Zudem ist die Vergabe eines wirtschaftlichen Anteils am Verfahrenserfolg von mehr als 10 Prozent unzulässig, mit Ausnahmen für Gewinnabschöpfungsklagen nach § 10 des Gesetzes gegen den unlauteren Wettbewerb (UWG).
Die Zuständigkeit zur Entscheidung über die Abhilfeklage liegt nach § 22 VDuG beim Oberlandesgericht, in dessen Bezirk das beklagte Unternehmen seinen Sitz hat. Diese Regelung soll dazu beitragen, die Instanzgerichte erheblich zu entlasten.
Das gerichtliche Verfahren ist gemäß §§ 16 ff. VDuG in drei Phasen unterteilt:
- In der ersten Phase prüft das Gericht die Berechtigung der erhobenen Ansprüche dem Grunde nach. Bei eindeutig negativem Ergebnis erfolgt sofort die Klageabweisung.
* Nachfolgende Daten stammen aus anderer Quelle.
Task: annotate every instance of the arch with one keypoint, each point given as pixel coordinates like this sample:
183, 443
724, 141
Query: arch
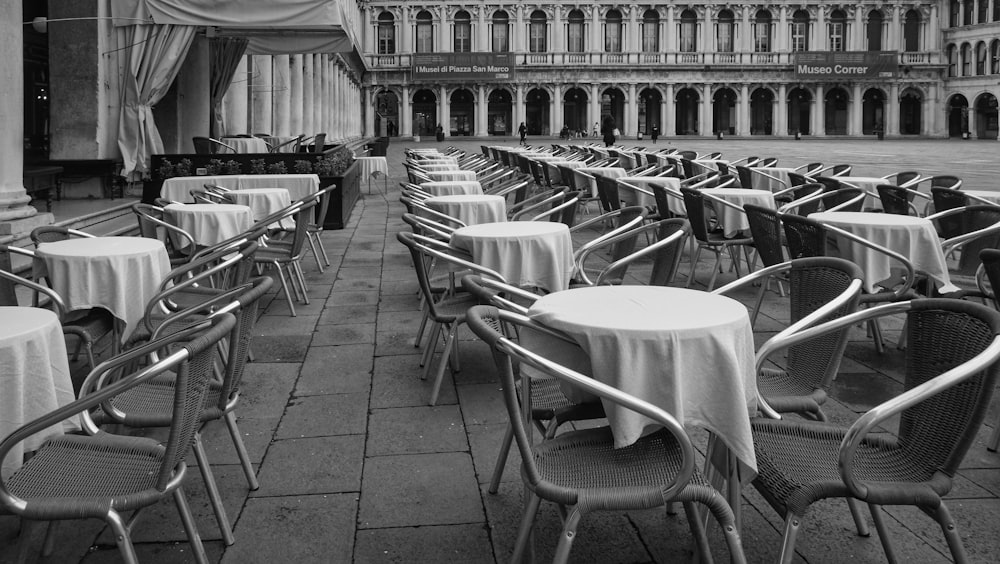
835, 113
911, 103
537, 103
575, 109
724, 111
873, 111
762, 111
500, 103
799, 104
687, 112
650, 101
986, 116
873, 30
958, 115
424, 112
- In der zweiten Phase sind die Parteien aufgefordert, eine gütliche Einigung anzustreben. Hierbei besteht die Möglichkeit, einen Vergleich auf Basis des ergangenen Grundurteils zu schließen. Der geschlossene Vergleich ist im Zweifel für die im Verbandsklageregister angemeldeten Verbraucher bindend. Ein solcher Vergleich bedarf in der Regel der Genehmigung des Gerichts (§ 9 VDuG). Jeder im Verbandsklageregister angemeldete Verbraucher kann innerhalb eines Monats nach Bekanntgabe des Vergleichs im Verbandsklageregister seinen Austritt aus dem Vergleich erklären (§ 10 VDuG).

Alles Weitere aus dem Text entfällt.